Another factor buttressing this position is the narrow definition of the term "wages" in the Act. Neb. Rev. Stat. ~ 48-126 provides:

Wherever in the Nebraska Workers' Compensation Act the term wages is used, it shall be construed to mean the money rate at which the service rendered is recompensed under the contract of hiring in force at the time of the accident, It shall not include gratuities received from the employer or others, nor shall it include board, lodging, or similar advantages received from the employer, unless the money value of such advantages shall have been fixed by the parties at the time of hiring, except that if the insurance carrier shall have collected a premium based upon the value of such board, lodging, and similar advantages, then the value thereof shall become a part of the basis of determining compensation benefits ....

School credit does not appear to fit within the above definition of wages. The most principled position regarding unpaid students, then, is that they are not employees within the meaning of the Nebraska Workers" Compensation Act.
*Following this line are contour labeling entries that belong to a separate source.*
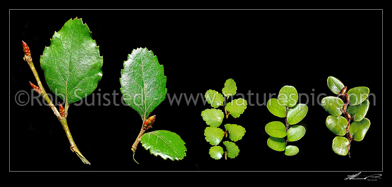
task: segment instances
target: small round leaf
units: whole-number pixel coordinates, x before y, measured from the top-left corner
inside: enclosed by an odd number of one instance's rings
[[[277,99],[271,99],[267,103],[267,108],[270,112],[279,118],[286,117],[286,107]]]
[[[224,153],[223,148],[220,146],[214,146],[210,148],[210,151],[208,153],[211,157],[215,160],[219,160],[222,158],[222,155]]]
[[[352,138],[356,141],[361,141],[363,139],[366,132],[370,126],[370,121],[364,118],[359,121],[353,121],[350,125],[350,134],[352,135]]]
[[[286,141],[284,138],[270,137],[267,140],[267,145],[270,148],[278,151],[285,150]]]
[[[340,98],[333,96],[328,96],[321,100],[321,105],[324,110],[331,115],[340,116],[343,107],[343,101]]]
[[[278,99],[283,106],[293,107],[298,101],[298,93],[294,86],[285,86],[279,91]]]
[[[301,125],[295,125],[287,130],[287,140],[290,142],[296,141],[305,134],[305,128]]]
[[[287,147],[286,147],[285,155],[287,156],[292,156],[298,153],[299,151],[299,149],[296,146],[287,146]]]
[[[348,145],[348,140],[343,136],[337,136],[332,141],[332,149],[336,154],[345,155],[347,155],[348,150],[347,146]]]
[[[343,136],[346,134],[347,119],[343,116],[328,116],[325,120],[325,125],[328,129],[336,135]]]
[[[265,125],[265,132],[269,135],[277,138],[283,138],[287,135],[286,126],[280,121],[272,121]]]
The answer to your final question - who must assume liability for unpaid student workers injured on the job - is much less clear. Assuming that such students are not employees, possible liability would be dependent upon a variety of factors, such as the possible negligence of the business owner or the employees thereof, the contributory negligence of the worker, the amount of control the school exercised over the program, etc. Furthermore, it is entirely plausible, given the probable gratuitous employee status of unpaid students, that absent negligence on someone's part, neither the school nor the business would be liable for injuries. A definitive answer to your third question would depend on the facts of a particular situation.